Thoughts On The Dead

Musings on the Most Ridiculous Band I Can't Stop Listening To

How Bad Could They Be?


“Helen, all I’m saying is that we don’t know what’s being let into the country.”

“They’re religious refugees, Bob.”

“They dress weird!”

“They think we dress weird.”

“They only have one god! And, quite frankly, he seems like a dick.”

“Well, they’re here and we should welcome them. How bad could they be?”

“They have no interest in learning our language.”

“In their defense, our language is very difficult.”

“And now we have to have dinner with them?!”

“One meal. Some turkey, some corn–”

“We call it maize.”

“–and some apple pie.”

“No apples trees in North America in 1621, Helen.”

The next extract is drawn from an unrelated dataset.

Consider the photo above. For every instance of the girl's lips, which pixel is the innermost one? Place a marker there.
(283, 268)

“You get my point. We’ll break bread with them and then we’ll be friends. They seem like lovely people.”

“They’ll be lovelier after none of them survive the winter.”

“Stop it. Be nice.”

“Can I hit one of them in the face with a tomahawk?”

“Wampanoag don’t have tomahawks, dear.”

“What about a big rock, Helen? Do Wampanoag have big rocks?”

“We will have one friendly meal with the English. What’s the worst that could happen?”

“I’m going to remember you said that.”

“Good for you, Bob.”


  1. Bonnie Lass of Fenario

    November 26, 2015 at 8:05 pm

    THAT is how bad we can be.

    • My favorite holiday-related injuries are the fried turkey burns.

      Losing eyes and finger to fireworks is funny, but the house burning down because an idiot chucked a half-thawed turkey into a vat of boiling oil is just the best value for your entertainment dollar.

  2. I just jumped the watchman
    Right outside the fence
    Took his Rolex and Earthroamer
    Aint that heaven sent
    – Squanto 1692

  3. hey, i live in the land of the wampanoag!